- From: Brad Hill <hillbrad@fb.com>
- Date: Sat, 10 Jan 2015 22:22:14 +0000
- To: "ietf-http-wg@w3.org" <ietf-http-wg@w3.org>
Here's an example that I hope will clarify:
http://tools.ietf.org/html/rfc6749#section-4.2
In OAuth, an Access Token Request looks like the following:
GET
/authorize?response_type=token&client_id=s6BhdRkqt3&state=xyz&redirect_uri=
https%3A%2F%2Fclient%2Eexample%2Ecom%2Fcb HTTP/1.1
Host: server.example.com
If the authorization server is willing to process this request, it
responds like so:
HTTP/1.1 302 Found
Location:
https://client.example.com/cb#access_token=2YotnFZFEjr1zCsicMWpAA&state=xyz
&token_type=example&expires_in=3600
The fragment containing the access token is not sent with the subsequent
HTTP request to client.example.com, but if client.example.com responds
with text/html content, the user agent applies the fragment, which can be
read by e.g. script in the DOM.
The nature of OAuth and similar protocols is that the redirect location is
passed in with the request (in this example, the redirect_uri paremeter).
If that redirect_uri is maliciously modified, the server might send
credentials to an incorrect host.

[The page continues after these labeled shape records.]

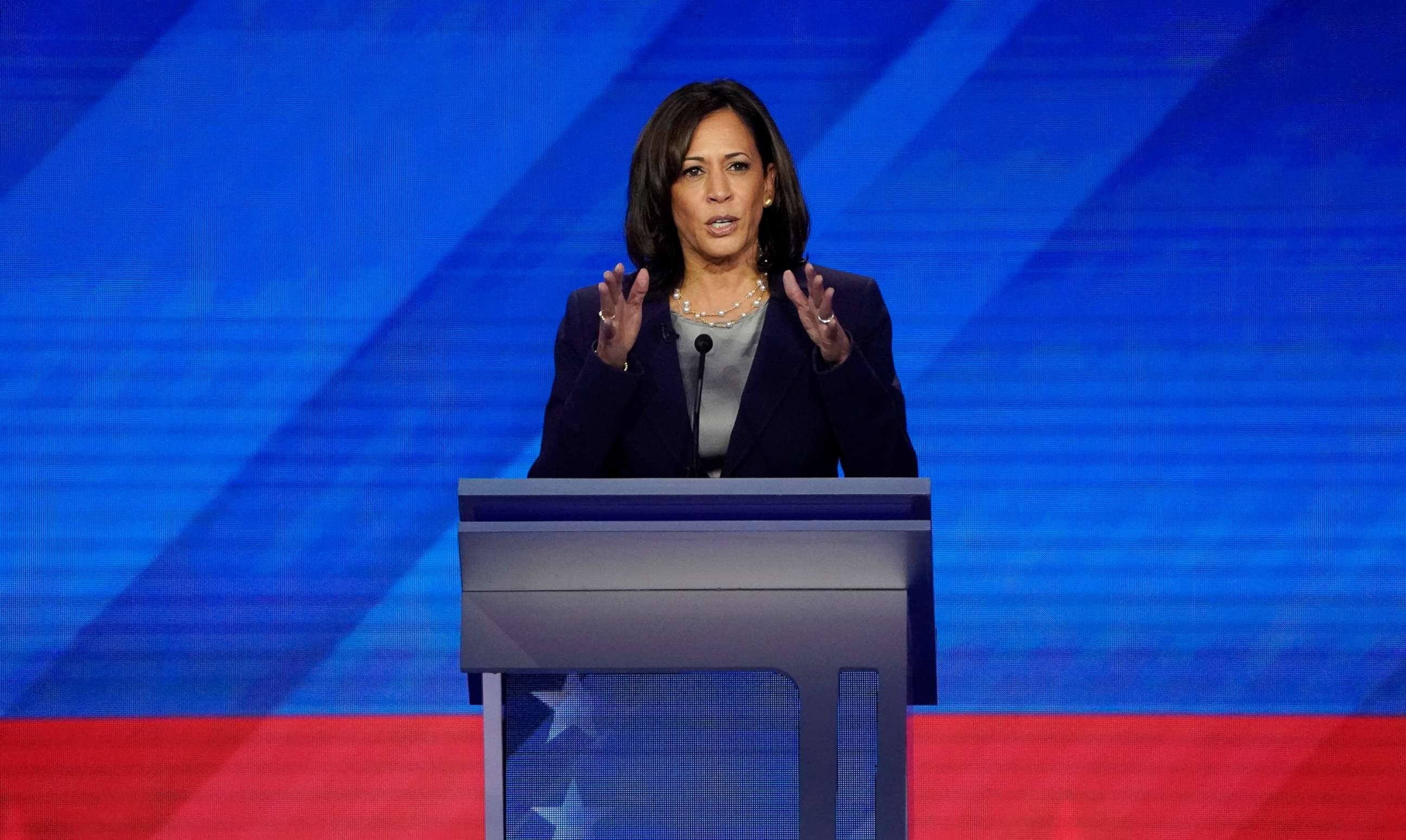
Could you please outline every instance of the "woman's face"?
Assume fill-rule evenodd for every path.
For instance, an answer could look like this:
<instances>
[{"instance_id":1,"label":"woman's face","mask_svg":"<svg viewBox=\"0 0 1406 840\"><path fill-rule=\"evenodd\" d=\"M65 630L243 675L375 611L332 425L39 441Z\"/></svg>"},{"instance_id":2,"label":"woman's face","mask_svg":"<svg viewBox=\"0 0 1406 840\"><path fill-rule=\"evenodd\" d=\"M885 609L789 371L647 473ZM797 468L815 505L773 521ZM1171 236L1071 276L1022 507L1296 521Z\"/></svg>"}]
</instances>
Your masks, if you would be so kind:
<instances>
[{"instance_id":1,"label":"woman's face","mask_svg":"<svg viewBox=\"0 0 1406 840\"><path fill-rule=\"evenodd\" d=\"M776 166L762 169L756 140L730 110L704 117L673 181L673 226L685 263L756 265L762 202L772 197Z\"/></svg>"}]
</instances>

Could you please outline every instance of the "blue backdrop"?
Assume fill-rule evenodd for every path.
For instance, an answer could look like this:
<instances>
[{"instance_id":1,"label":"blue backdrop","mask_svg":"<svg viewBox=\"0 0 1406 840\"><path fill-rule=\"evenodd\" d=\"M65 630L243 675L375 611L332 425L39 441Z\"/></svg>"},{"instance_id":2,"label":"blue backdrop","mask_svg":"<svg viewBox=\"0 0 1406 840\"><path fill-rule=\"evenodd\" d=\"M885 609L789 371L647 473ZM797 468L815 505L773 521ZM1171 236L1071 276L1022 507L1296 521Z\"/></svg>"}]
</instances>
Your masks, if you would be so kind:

The common mitigation to this is to
whitelist the set of uris that server.example.com is willing to redirect
to.
But even if server.example.com is only ever willing to redirect to
https://client.example.com/cb, what if there exists unknown processing
logic at that endpoint (the attacker may add query string parameters not
part of the whitelist, exploit additional client state like cookies,
exploit differences in url parsing between client, sever and browser,
etc., or perhaps the whitelist is only at the granularity of a server)
such that additional redirects are triggered from client.example.com to
evil.com?,
The UA issues a request for https://client.example.com/cb, and in this
case gets a new 302 response with a redirect to evil.com, requests that,
and then applies the fragment to the resulting text/html resource.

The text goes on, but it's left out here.